The Research Group Molecular Imaging and Optogenetics focuses on combining state-of-the-art optogenetic techniques with optical neuroimaging.
Advancement of our understanding of neuronal network dynamics in health and disease requires the investigation of defined populations of neurons and their interactions in the intact central nervous system (CNS). Probing the specific contribution of genetically defined neuronal populations to network function is pivotal for furthering our knowledge of impairment of network dynamics and for the development of effective therapy strategies. The discovery of a rapidly gated light-sensitive cation channel channelrhodopsin-2 (ChR2) suitable for noninvasive control of neuronal activity has made it possible to optically control membrane depolarization on the millisecond timescale in genetically defined neurons.

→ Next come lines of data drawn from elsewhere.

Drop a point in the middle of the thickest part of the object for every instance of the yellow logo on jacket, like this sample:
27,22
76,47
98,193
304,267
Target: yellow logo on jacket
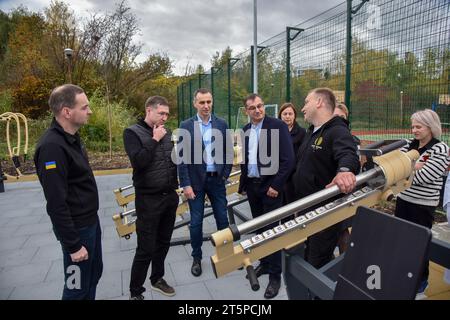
317,143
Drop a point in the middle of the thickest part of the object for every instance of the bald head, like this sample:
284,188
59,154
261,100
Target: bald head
63,96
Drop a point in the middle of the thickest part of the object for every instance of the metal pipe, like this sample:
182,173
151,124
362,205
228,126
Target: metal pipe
302,204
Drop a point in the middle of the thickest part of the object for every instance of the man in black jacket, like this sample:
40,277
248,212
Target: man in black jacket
328,156
71,192
148,145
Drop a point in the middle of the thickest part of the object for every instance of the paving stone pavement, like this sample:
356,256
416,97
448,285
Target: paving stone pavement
31,259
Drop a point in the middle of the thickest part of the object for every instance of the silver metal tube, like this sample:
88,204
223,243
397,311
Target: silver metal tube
125,188
302,204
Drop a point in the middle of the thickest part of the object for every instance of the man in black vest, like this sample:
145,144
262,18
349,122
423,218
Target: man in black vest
71,192
149,146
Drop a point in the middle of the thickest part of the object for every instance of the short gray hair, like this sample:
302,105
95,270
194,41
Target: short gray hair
431,119
63,96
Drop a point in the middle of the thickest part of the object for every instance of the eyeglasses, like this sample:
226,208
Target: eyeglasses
253,108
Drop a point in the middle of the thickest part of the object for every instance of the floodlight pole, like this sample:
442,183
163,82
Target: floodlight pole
255,45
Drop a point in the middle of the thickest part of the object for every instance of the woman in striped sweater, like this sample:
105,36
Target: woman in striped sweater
418,203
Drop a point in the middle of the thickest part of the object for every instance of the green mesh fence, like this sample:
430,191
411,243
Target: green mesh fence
399,62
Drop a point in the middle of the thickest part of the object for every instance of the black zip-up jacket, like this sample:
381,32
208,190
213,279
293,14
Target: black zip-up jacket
153,169
69,185
321,154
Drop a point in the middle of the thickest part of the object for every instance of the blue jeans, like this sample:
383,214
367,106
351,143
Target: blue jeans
81,278
215,189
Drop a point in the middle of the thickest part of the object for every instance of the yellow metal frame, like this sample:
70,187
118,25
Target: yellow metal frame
125,225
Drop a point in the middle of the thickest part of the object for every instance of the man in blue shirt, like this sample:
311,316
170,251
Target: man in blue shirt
206,152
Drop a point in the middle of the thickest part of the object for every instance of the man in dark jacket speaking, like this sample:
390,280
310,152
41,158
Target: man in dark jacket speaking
71,192
148,145
328,156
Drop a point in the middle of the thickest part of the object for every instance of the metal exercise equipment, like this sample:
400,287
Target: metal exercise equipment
385,260
390,175
14,152
125,221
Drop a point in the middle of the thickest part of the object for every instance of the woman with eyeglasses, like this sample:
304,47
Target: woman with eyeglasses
418,203
288,114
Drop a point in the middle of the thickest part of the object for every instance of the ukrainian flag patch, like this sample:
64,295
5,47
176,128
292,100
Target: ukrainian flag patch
50,165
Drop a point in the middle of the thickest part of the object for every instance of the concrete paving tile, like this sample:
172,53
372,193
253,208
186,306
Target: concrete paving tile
110,245
56,271
115,261
5,293
24,275
12,243
48,253
235,288
177,253
41,239
20,221
39,291
34,229
8,232
110,285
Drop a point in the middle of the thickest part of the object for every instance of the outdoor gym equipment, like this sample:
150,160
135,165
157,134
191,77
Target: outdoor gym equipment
14,152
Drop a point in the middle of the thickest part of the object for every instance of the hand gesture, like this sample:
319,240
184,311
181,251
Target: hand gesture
346,181
189,193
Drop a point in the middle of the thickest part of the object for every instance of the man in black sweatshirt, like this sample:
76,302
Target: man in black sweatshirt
148,145
328,156
71,192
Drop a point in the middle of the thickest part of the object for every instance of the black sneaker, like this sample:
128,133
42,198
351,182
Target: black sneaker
162,287
196,268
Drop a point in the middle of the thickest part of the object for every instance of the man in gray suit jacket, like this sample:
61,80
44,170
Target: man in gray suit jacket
206,151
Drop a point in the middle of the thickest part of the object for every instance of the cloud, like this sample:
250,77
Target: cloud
191,31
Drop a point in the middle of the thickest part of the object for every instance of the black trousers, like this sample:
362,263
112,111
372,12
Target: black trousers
418,214
154,227
260,203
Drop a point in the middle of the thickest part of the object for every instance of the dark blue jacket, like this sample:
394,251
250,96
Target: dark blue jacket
286,156
194,175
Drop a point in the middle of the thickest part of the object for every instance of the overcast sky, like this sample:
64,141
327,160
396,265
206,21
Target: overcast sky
191,31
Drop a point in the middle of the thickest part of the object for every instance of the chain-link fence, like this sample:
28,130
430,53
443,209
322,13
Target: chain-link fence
384,58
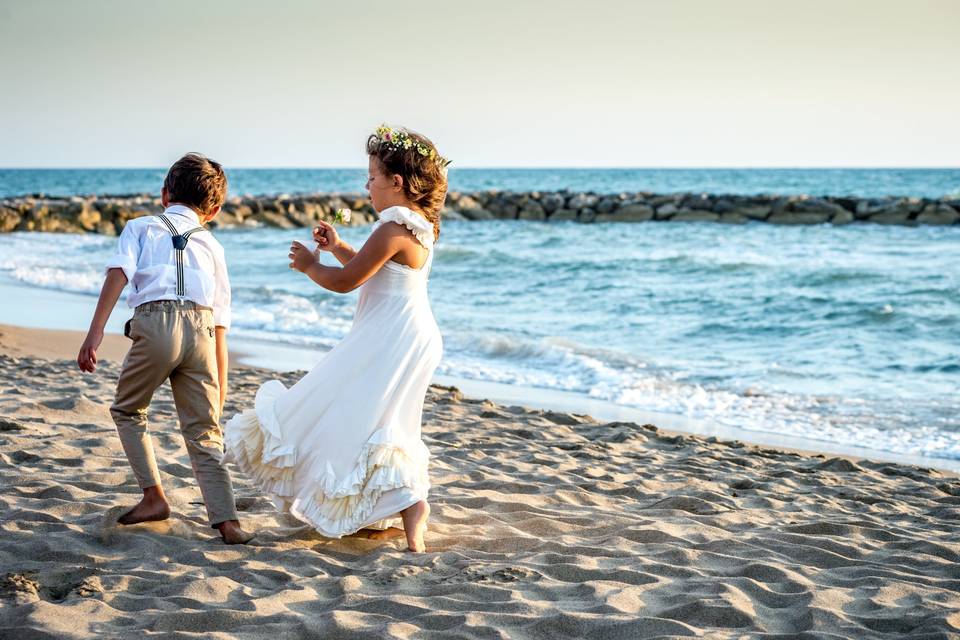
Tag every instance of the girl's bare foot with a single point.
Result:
(231, 532)
(415, 525)
(382, 534)
(153, 507)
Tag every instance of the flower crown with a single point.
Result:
(401, 139)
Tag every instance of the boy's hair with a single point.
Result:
(196, 181)
(411, 155)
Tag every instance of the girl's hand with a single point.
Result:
(302, 258)
(325, 236)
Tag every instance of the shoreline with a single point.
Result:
(543, 524)
(284, 360)
(107, 215)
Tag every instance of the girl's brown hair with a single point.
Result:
(424, 176)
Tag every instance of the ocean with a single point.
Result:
(845, 335)
(928, 183)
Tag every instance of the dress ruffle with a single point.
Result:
(334, 506)
(421, 228)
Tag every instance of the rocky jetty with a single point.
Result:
(108, 214)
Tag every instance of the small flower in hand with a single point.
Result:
(301, 258)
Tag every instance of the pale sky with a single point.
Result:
(498, 83)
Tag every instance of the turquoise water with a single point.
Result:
(848, 335)
(930, 183)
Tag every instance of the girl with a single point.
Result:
(341, 448)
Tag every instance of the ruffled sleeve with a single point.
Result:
(421, 228)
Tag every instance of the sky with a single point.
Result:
(499, 83)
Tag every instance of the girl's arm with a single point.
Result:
(327, 239)
(382, 245)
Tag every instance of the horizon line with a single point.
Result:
(514, 168)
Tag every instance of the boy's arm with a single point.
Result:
(223, 361)
(109, 294)
(221, 321)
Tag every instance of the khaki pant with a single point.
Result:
(175, 340)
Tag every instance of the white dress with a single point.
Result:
(341, 449)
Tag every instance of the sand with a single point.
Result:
(545, 525)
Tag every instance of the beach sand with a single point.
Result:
(545, 525)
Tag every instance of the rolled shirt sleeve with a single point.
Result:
(221, 295)
(128, 252)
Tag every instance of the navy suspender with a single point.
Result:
(179, 244)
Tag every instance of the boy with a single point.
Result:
(181, 297)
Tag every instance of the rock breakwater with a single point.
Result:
(108, 214)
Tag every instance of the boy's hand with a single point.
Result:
(325, 236)
(87, 359)
(302, 258)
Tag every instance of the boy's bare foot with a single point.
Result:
(415, 525)
(231, 532)
(151, 508)
(383, 534)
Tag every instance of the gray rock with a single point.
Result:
(664, 212)
(797, 217)
(733, 218)
(754, 211)
(842, 217)
(817, 205)
(563, 214)
(503, 210)
(606, 205)
(9, 219)
(892, 215)
(532, 211)
(586, 215)
(551, 202)
(466, 202)
(628, 213)
(703, 201)
(724, 205)
(477, 214)
(581, 201)
(694, 215)
(274, 219)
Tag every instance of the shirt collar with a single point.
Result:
(185, 211)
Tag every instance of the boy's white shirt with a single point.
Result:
(146, 255)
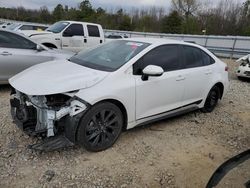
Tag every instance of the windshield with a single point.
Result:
(110, 56)
(57, 27)
(12, 26)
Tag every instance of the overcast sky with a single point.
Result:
(107, 4)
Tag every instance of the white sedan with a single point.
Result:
(243, 70)
(93, 96)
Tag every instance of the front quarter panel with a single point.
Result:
(117, 86)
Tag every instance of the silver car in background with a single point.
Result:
(18, 52)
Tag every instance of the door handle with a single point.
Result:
(180, 78)
(5, 53)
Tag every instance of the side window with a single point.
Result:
(74, 30)
(207, 60)
(10, 40)
(26, 27)
(193, 57)
(166, 57)
(93, 31)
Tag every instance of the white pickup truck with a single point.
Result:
(70, 35)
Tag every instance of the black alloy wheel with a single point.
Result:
(212, 100)
(100, 127)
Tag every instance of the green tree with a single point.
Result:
(45, 16)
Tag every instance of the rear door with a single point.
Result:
(73, 38)
(18, 53)
(164, 93)
(199, 70)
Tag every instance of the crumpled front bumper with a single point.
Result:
(58, 125)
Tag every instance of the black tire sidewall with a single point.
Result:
(207, 107)
(81, 139)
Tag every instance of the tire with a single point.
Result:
(100, 127)
(211, 100)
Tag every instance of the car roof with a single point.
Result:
(156, 41)
(162, 41)
(79, 22)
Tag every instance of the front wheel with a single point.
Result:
(212, 100)
(100, 127)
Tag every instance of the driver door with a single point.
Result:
(73, 38)
(159, 94)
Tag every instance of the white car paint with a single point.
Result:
(141, 99)
(55, 77)
(71, 43)
(244, 68)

Recent developments of the optogenetic toolbox allow for the effective inhibition of genetically defined neuronal cell populations in vivo. These methods have the prospects of re-balancing disturbed neuronal circuitry by activation or inhibition of endogenous neuronal sub-circuits.
Imaging methods capable of directly mirroring neuronal activity include, among others, Ca2+ imaging using fluorescent Ca2+ indicators. The intracellular Ca2+ concentration is tightly regulated and is mainly controlled by the release and re-uptake into intracellular Ca2+ stores such as the endoplasmatic reticulum and by in- and outflux through voltage-gated Ca2+ channels in the neuronal membrane. Amplitude of intracellular Ca2+ transients in neurons is linear dependent on the number of action potentials. By using 2-photon microscopy in vivo upon bolus loading with Ca2+ indicators, the activity of small neuronal populations - micro circuits - can be monitored with cellular resolution. Combining 2-Photon imaging with optogenetics will enable the direct readout of patterns of population activity upon therapeutic intervention on circuit level.